Keywords: Marketing Strategy & Innovation, Competitive Advantage, Customer Satisfaction
During the last few years, the insurance industry has undergone a series of changes through financial reforms, advancement of communication and information technologies, globalization of financial services and economic development. Those changes have had a considerable effect on efficiency, productivity change, market structure and performance in the insurance industry. There is an established relationship between business strategy, innovation and organizational performance.
The marketing concept emerged in the mid-1950s. Instead of a product-centered, ‘make-and-sell’ philosophy the business shifted to a customer-centered, “sense-and-respond” philosophy. The job is not to find the right customers for your products, but to find the right products for the customers (Kotler and Keller, 2008).
The American Marketing Association, defined marketing as “An organizational function and set of processes for creating, communicating, and delivering value to customers and for managing customer relationships in ways that benefit the organization and its stakeholders”. Marketing management is the art and science of choosing target markets and getting, keeping, and growing customers by creating, delivering, and communicating superior customer value.
Customers of any organization need to be assured that their needs are fully being catered for.
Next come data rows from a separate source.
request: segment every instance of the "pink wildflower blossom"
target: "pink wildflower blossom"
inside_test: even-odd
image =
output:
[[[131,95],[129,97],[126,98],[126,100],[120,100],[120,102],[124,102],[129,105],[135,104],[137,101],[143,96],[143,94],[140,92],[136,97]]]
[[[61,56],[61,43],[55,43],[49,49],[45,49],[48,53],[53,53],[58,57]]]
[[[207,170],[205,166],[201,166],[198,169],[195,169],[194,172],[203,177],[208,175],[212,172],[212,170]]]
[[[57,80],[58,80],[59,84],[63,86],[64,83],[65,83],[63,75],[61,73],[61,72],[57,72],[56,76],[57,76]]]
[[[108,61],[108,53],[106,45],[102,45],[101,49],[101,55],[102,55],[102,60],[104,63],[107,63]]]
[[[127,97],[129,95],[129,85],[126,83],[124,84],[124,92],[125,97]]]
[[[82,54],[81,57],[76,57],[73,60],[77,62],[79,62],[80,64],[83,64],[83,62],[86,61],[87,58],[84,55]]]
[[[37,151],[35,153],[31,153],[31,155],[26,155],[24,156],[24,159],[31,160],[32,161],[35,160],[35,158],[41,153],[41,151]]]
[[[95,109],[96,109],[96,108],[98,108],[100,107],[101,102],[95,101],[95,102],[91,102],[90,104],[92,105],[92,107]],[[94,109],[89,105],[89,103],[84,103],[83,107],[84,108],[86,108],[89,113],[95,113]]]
This is very crucial in ensuring that the customers feel appreciated. An organizations’ marketing strategies is therefore very important. Each company normally chose the best marketing strategy for achieving its objectives depending on the environment in which it operates. Marketing strategies are the procedures and practices that allow a company to focus its limited resources on the greatest opportunities on order to increase sales, enhance its profits and accomplish a sustainable competitive advantage. Actually, the main goal of various marketing strategies used by an organization it to ensure maximization of profits and enhance customer satisfaction levels. The customer satisfaction level which the company reaches usually determines its success level. This is due to the importance of customer satisfaction as it is one of main goals of any company (McGrath, 2003). Customer satisfaction is a measure of how products and services which are supplied by a company meet the customers’ expectations. Customer satisfaction is the most important performance indicator within business and is part of the four perspectives of a Balanced Scorecard.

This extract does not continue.